A security expert said the number of academics being barred is “commensurate with the threat,” and some people have praised the policy change. But top scientists claim that the plan is making it difficult for universities to attract the best talent from abroad.

The process was “becoming a roadblock,” according to Prof. Sir Peter Mathieson, principal and vice-chancellor of Edinburgh University, because of the protracted delays and the “blanket” manner in which vetting was being implemented.

Universities are very aware of the need to comprehend and reduce risk, the speaker said. “However, we don’t believe it’s in anyone’s best interests for research projects to be delayed or staffing efforts to be delayed. It’s a serious problem.”

The Foreign Office’s Academic Technology Approval Scheme (ATAS) requires those from countries subject to immigration control to apply for clearance to work on so-called dual-use research and other “sensitive” subjects.

In 2016, 13 of those who applied were rejected, but as relations between China and the West have soured, security has been ramped up. In 2020, 128 scientists and students’ entry of UK were rejected, rising to 951 in 2021. ATAS was expanded in 2020 to cover weapons of mass destruction and further expanded in 2021 to cover researchers, as well as postgraduate students.

According to data obtained through a freedom of information request, 1,104 of the 50,000 applicants were turned down last year, including 839 students and 265 researchers. The majority of applicants are reportedly scientists who want to immigrate to the UK in order to accept fellowship or research degree offers.

The Guardian is also aware of researchers, including five Chinese scientists at Imperial College, who failed clearance despite holding positions at UK universities for a number of years. As a result, these researchers may have been forced to leave the UK.

A tightening of security was “encouraging in a sense,” according to Charles Parton, a China expert at the Royal United Services Institute (Rusi), but he criticised the government for failing to clearly articulate its broader policy objectives, including which fields of science are off-limits.

He claimed that no one is aware of the details of any China strategy. “One of the most important issues that requires attention is scientific collaboration with China. If there was a clear definition of what we could cooperate on, there wouldn’t be any rejections in the end.”

The “hard U-turn” that had taken place over the previous two years, according to Prof. James Wilsdon, professor of research policy at UCL, was at odds with the government’s goal of making the UK a “science superpower,” even though there were legitimate security concerns about strategically sensitive technologies and human rights. We went from declaring a new “golden age” in bilateral relations with China to deep-freezing our scientific ties, he said.

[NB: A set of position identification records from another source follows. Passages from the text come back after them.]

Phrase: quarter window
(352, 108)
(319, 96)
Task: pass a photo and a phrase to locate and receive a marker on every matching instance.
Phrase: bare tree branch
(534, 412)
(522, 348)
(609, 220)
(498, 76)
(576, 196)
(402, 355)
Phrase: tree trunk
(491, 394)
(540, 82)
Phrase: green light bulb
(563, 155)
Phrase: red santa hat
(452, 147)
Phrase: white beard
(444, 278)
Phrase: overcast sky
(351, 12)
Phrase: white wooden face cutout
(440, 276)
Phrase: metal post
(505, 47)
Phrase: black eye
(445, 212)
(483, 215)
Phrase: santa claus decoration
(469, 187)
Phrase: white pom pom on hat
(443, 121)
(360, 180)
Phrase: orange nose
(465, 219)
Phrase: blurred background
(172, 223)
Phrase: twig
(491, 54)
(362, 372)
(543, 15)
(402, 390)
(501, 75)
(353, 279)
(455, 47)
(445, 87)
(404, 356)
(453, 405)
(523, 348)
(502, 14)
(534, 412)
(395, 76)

Academic leaders are concerned that long delays in student application approvals are leaving scientists, students, and research projects in limbo.

The government expanded the scope of the Academic Technology Approval Scheme in 2020 and again in 2019, requiring more academics from overseas to be approved before working in the UK. However, the refusal rate remains low, with the majority of applications processed within 30 working days.